Edgecase | An approach to caching

Goal

To describe an approach to data management in a client application.

Contents

- Goal
- Contents
- Abstract
- Introduction
- Sources of Truth
- Everything is a model
- The query cycle
- Query registration
- The overlapping Query problem
- Improvements
- Conclusion

Abstract

This approach to data caching makes use of a set of records stored by a client application that are common to any API with appropriate adaptors between the source data and cached data. This allows the client to use a common language to express a desire for data to display or to use in a calculation needed for the user interface. Although inspired by systems like Redux, designed for JavaScript, the concept is easy to apply to other situations.

Introduction

My work on more complex client applications has led me to the conclusion that design of the data management process is as important as the design of the user interface, if not more so. It is the question of what data gets loaded, when, and in what order. Once data is loaded, how is it cached and accessed?

My current best approach involves splitting the data loading process into sets of independent records: Query, Resolution, API, Model, and Instance. Access to any API, or a Source of Truth (to be defined later), is mediated by this common interface. Adaptors to each API are the only differentiating pieces in an otherwise uniform caching system.
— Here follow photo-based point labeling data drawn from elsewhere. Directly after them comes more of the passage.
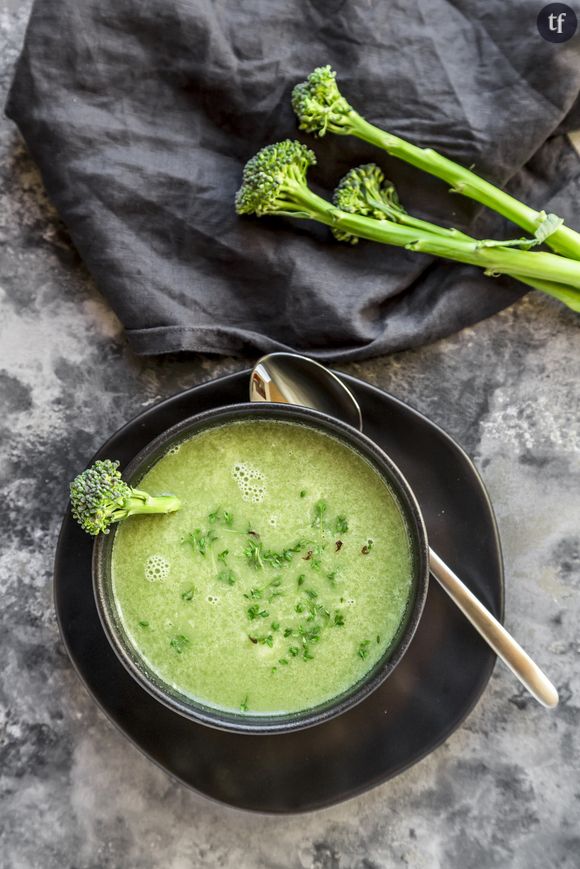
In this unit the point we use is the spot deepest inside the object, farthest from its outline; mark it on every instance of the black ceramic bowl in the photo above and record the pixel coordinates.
(247, 723)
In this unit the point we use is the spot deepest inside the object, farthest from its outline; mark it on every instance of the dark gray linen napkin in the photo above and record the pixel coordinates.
(141, 114)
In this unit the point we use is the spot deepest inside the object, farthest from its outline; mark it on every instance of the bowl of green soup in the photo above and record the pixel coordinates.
(287, 587)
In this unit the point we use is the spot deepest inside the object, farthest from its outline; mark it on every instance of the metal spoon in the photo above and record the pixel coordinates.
(293, 379)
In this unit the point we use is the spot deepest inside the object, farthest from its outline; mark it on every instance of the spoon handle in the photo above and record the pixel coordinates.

The solution is currently based on Redux, but I believe the principles are widely applicable. I will first discuss the basic framework and some core principles. Then, I will look at some weaknesses of this approach. Lastly, I will look at some things to try in the future and how systems other than Redux and JavaScript could improve the approach.

Sources of Truth

A Source of Truth is any data store that contains data uniquely. That is, the data it contains cannot be obtained elsewhere. A good example is a database accessed through a REST API. If the database contains a list of users, a client cannot know that list of users before requesting it. If the list has changed since it was last accessed, any update provided to clients is taken as more "true" than the temporarily cached list that they already have. No comparison is made on the client to confirm this. The data from the Source of Truth will simply override any associations that the client has cached.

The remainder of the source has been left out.